In truth, there are two Italian economies, explains Francesco Giavazzi, an economist at Bocconi University in Milan, the leading business and economics faculty in Italy where Prime Minister Mario Monti was once rector.
There’s the one that is composed of several thousand large and medium-size firms, mostly in the northern half of the country, that are innovative, efficient, internationally competitive exporters that generate wealth and high wages and whose productivity and employment have been steadily growing.
And then there is the part, much of it in the south, composed of government, small family companies, government-owned enterprises, utilities, banks and lumbering corporate giants that largely operate in protected or uncompetitive domestic markets.
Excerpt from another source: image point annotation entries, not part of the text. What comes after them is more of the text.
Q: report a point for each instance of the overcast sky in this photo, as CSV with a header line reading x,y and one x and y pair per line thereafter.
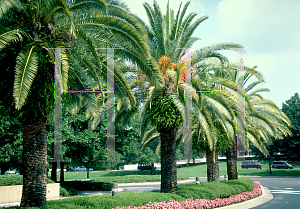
x,y
270,28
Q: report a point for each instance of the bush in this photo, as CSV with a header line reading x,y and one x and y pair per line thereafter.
x,y
15,179
63,192
213,190
92,185
68,191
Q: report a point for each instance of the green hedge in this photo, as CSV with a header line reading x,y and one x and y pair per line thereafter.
x,y
213,190
15,179
92,185
67,191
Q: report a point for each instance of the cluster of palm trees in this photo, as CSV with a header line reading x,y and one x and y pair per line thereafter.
x,y
31,29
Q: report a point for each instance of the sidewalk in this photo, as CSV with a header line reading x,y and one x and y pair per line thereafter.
x,y
265,197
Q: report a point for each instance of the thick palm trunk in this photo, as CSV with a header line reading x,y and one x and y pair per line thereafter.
x,y
212,165
35,164
231,163
168,161
53,172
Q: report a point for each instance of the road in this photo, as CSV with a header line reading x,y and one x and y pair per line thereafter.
x,y
285,191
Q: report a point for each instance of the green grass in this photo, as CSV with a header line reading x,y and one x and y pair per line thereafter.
x,y
182,173
213,190
14,179
263,171
204,190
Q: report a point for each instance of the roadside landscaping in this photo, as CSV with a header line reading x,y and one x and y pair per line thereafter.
x,y
188,196
182,173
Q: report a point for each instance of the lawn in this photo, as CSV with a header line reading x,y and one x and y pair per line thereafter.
x,y
182,173
207,190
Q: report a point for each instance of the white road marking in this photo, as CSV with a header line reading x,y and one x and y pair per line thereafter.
x,y
285,192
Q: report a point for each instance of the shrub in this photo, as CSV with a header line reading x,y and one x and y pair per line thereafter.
x,y
213,190
15,179
71,191
88,185
63,192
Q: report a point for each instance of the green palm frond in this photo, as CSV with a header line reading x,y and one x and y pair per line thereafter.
x,y
26,70
65,69
6,5
8,36
59,8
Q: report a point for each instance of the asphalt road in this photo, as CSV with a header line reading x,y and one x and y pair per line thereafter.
x,y
285,191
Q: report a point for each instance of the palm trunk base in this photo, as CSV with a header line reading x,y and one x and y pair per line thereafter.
x,y
212,166
35,164
168,161
231,163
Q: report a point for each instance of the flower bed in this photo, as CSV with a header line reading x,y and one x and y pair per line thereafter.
x,y
201,203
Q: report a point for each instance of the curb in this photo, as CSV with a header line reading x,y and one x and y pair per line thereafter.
x,y
266,196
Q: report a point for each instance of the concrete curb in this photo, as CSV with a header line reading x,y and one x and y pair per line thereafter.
x,y
265,197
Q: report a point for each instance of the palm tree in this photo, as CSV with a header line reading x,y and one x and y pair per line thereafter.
x,y
263,118
28,30
214,122
168,36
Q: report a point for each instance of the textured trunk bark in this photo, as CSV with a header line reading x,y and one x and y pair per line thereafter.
x,y
231,163
212,166
4,167
62,173
53,172
35,164
152,169
168,161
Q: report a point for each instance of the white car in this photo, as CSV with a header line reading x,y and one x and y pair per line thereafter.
x,y
58,170
82,168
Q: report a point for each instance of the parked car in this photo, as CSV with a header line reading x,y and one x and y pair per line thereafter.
x,y
57,170
82,168
251,164
144,167
281,164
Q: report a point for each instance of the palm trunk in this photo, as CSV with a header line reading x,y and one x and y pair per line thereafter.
x,y
168,161
212,165
231,163
53,172
62,173
35,164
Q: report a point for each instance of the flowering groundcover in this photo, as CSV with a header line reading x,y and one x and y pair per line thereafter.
x,y
201,203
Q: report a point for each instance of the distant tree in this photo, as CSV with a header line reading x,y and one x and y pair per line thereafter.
x,y
291,145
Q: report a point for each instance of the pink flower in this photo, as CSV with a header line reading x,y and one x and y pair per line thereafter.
x,y
201,203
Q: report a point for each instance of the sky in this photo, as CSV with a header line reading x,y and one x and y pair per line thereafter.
x,y
269,30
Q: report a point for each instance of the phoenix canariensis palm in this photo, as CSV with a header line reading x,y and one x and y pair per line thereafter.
x,y
263,119
28,30
168,37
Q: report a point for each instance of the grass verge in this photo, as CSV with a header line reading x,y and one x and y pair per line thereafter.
x,y
207,190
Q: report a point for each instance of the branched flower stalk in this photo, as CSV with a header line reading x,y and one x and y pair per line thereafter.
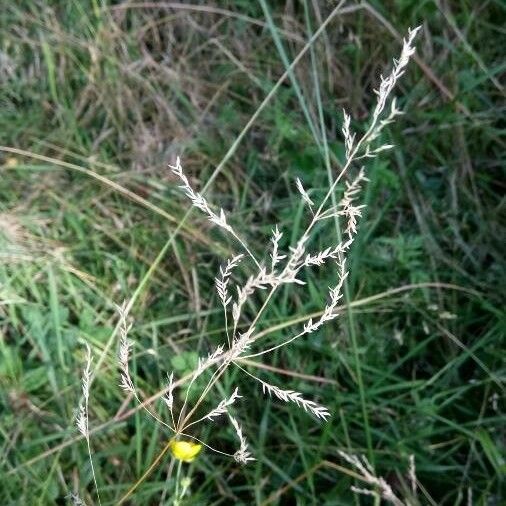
x,y
82,421
283,268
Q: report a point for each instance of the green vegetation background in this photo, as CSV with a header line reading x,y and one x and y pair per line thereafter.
x,y
96,99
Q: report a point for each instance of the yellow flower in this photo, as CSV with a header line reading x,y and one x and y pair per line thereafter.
x,y
184,450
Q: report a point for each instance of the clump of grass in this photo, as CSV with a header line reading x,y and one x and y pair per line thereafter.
x,y
284,270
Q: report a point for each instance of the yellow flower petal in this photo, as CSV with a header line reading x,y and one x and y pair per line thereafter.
x,y
11,161
184,450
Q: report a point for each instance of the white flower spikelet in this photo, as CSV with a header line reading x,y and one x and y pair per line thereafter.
x,y
125,345
198,200
361,464
303,193
224,278
242,455
82,415
168,398
290,396
222,407
276,257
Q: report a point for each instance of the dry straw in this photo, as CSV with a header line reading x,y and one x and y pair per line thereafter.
x,y
280,269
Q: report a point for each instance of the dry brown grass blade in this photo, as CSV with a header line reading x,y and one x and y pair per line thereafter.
x,y
111,184
114,423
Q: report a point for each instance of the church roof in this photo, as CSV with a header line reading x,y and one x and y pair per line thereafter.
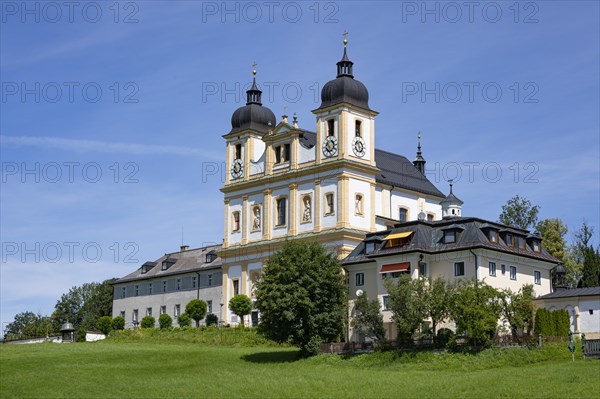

Their productivity has fallen every year for decades.
Add the two together and, on average, what you get is a no-growth Italian economy that cannot support an aging population or generate good jobs or even a good education for young people, let alone maintain the current standard of living for its vast middle class.
Worse still, the trend lines are going in the wrong direction: The unproductive parts are growing while the productive parts — the people and the companies — are moving elsewhere. Since adoption of the euro, Italy’s inflation-adjusted productivity has fallen behind that of Germany’s by about 30 percent. Since the 2008 recession, industrial production in Italy is down by nearly 25 percent.
It was this productivity crisis — not the euro crisis — that Monti was brought in to solve late last year when the Italian political class, in a rare moment of unity and acknowledgment of its dysfunction, ousted Prime Minister Silvio Berlusconi and installed the non-political Monti to finally do something about it.
A successful, if somewhat buffoonish, media entrepreneur, Berlusconi first came to power promising reform of the Italian economy. Aided by a brilliant finance minister, Giulio Tremonti, Berlusconi was even able to make inroads in terms of cutting some taxes, reforming the pension system and, eventually, even reining in budget deficits. But in the end, Berlusconi managed to maintain his hold on power only by buying off the special interests whose primary purpose was to protect the status quo, forcing an increasingly cynical country to finally abandon all parties and politicians in favor of Monti, an honest and largely unknown economist who had won respect as Europe’s top antitrust regulator.